A simple decoder trained using max-pooling layers served the purpose of artistic transfer well for WCT. PhotoWCT went one step beyond by employing a upsampling layer instead of a 2D unpooling. They save the pixel ID chosen for max-pooling and pass this to the upsampling mask. This however produced several distortions in the resulting image with several "blurry" patches which needed to be corrected by a costly smoothing step.

We employ the novel local importance pooling (LIP) in our encoders, while keeping the unpooling layer in the decoder. LIP is an effective pooling layer based on local importance modeling. LIP can automatically enhance discriminative features during the downsampling procedure by learning adaptive importance weights based on inputs. By using a learnable network, the importance function now is not limited in hand-crafted forms and able to learn the criterion for the discriminativeness of features. The window size of LIP is restricted to be not less than stride to fully utilize the feature map and avoid the issue of fixed interval sampling scheme. More specifically, the importance function in LIP is implemented by a tiny fully convolutional network which learns to produce the importance map.

We incorporate LIP from the previous step and replace the max-pooling layers in all encoders (1-4) of the VGG_19 network with the new pooling layer.

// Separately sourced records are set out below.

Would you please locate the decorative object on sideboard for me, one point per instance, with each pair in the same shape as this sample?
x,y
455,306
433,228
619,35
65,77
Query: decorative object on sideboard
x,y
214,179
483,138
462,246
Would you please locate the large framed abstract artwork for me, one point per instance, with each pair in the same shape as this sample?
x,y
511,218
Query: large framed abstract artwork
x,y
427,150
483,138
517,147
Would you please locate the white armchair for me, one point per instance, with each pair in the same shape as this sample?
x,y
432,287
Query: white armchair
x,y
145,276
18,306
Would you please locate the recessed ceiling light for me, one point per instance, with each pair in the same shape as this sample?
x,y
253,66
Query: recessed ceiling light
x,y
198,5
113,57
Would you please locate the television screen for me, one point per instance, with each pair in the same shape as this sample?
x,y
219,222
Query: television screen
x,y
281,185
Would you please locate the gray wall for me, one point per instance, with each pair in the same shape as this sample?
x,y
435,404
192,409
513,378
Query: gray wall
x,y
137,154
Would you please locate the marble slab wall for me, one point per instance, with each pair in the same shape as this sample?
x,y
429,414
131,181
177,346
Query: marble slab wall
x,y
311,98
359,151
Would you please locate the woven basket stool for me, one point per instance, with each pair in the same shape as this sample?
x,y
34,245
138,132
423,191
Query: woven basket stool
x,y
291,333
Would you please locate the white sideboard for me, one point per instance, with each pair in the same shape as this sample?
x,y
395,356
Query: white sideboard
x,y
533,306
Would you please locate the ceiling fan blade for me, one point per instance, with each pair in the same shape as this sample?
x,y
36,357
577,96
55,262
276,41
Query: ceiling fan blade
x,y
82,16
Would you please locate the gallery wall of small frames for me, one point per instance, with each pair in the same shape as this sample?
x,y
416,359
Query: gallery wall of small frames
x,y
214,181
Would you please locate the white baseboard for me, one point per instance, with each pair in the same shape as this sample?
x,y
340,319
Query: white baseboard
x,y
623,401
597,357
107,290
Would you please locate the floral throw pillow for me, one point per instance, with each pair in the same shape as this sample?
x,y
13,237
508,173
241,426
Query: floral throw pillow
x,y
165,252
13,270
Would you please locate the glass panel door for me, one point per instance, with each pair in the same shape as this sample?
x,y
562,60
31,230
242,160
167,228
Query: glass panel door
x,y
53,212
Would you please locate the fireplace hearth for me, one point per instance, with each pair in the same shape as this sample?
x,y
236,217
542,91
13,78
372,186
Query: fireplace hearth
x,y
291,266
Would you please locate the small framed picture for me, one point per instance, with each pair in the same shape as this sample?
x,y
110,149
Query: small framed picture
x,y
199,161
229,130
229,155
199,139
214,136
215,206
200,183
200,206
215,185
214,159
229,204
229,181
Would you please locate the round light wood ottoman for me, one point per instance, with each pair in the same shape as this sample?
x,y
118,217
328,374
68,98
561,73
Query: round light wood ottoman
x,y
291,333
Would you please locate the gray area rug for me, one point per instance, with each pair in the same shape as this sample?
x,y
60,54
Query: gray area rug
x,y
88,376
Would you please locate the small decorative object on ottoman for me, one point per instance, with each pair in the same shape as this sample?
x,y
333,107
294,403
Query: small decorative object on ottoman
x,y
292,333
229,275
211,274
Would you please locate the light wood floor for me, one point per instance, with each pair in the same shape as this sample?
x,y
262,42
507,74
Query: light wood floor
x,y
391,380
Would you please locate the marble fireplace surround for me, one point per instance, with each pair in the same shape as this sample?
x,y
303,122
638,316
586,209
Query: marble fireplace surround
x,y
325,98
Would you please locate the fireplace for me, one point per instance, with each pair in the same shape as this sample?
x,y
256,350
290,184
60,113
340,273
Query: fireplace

We use the entire MSCOCO-17 dataset of unlabeled images consisting of about 122,000 images for training purposes.

We used pre-trained models and weights to initialized the weights of each encoder/decoder pair. During training the decoder, the weights of the encoder are fixed. Our loss module consists of a sum of pixel-reconstruction loss and feature loss. Pixel-reconstruction loss is nothing but the MSE loss of the resulting image and the original image. Feature loss is the MSE loss between the features extracted by the encoder for the resulting image and the content image. Lambda is set to 1 in the loss module.

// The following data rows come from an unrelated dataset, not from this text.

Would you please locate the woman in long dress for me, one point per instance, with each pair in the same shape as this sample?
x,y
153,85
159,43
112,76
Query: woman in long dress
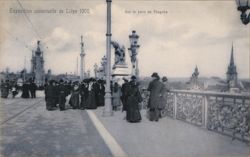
x,y
74,99
91,101
116,100
133,99
25,90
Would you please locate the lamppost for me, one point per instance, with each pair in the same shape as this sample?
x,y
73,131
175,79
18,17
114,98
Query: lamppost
x,y
243,6
133,38
108,106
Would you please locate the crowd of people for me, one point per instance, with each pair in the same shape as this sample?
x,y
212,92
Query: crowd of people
x,y
28,89
89,94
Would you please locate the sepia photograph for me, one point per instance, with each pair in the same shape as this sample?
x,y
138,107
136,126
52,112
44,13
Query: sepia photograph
x,y
125,78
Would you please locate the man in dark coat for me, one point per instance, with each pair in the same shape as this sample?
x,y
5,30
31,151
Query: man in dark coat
x,y
133,99
83,94
62,95
5,87
32,89
25,90
50,94
91,101
155,88
124,89
101,93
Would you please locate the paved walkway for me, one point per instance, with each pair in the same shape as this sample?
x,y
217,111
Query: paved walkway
x,y
35,132
169,137
27,129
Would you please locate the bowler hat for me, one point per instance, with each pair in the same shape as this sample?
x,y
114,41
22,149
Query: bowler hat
x,y
155,75
164,79
133,77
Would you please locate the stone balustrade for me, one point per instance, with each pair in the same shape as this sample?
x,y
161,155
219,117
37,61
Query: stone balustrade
x,y
226,113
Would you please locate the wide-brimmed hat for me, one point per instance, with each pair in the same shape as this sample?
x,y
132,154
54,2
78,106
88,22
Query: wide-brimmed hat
x,y
164,79
155,75
133,77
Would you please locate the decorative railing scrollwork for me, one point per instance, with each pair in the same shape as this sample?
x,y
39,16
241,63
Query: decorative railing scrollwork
x,y
189,108
230,116
227,113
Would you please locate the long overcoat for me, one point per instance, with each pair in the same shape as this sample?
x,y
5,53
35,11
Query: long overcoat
x,y
156,88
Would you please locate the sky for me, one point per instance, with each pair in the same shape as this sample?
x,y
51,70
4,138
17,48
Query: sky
x,y
186,34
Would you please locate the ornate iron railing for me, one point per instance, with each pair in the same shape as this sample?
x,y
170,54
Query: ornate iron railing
x,y
225,113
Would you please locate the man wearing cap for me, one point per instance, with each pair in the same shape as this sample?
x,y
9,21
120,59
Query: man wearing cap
x,y
124,96
62,95
133,114
155,88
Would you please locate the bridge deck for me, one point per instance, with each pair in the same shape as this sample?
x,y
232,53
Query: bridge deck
x,y
28,129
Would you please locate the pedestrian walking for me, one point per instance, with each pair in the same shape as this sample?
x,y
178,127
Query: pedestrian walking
x,y
133,99
83,94
32,89
62,95
75,97
25,90
163,104
154,104
91,100
50,95
14,90
116,97
124,96
101,93
5,87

Decoder2 and Decoder3 took about 4 and 6 hours respectively to train on a K-80 NVIDIA GPU. Decoder4 took 48 hours to train on this GPU. Batch size was set to 2 since we ran out of GPU memory for batch sizes greater than 2. To compensate this, we set the max epochs to 2.

Both content and style images were first transformed into HSV color space, which identifies pixel color by Hue, Saturation and Value (brightness) rather than RGB values. This is preferable because it allows pixels to be labeled based on hue and saturation, with less value placed on differences in brightness. The HSV images are then segmented using standard k-means clustering (k values between 5 and 10 work effectively) .

After clustering a correction step was applied to combine segments that were too close in Hue, and to address the fact that the Hue value in HSV space is cyclical.

As the images here demonstrate, the content and style segments will not necessarily match at this point

Each labeled segment in the content image was then matched to the best matching in the style image, in terms of segment location in the image and color of the segment.

Finally both segmentation maps were smoothed using a bilateral filter to maintain edges of image elements, while removing artifacts.

As is shown here, at this point, all segments in the content map should match segments in the style map.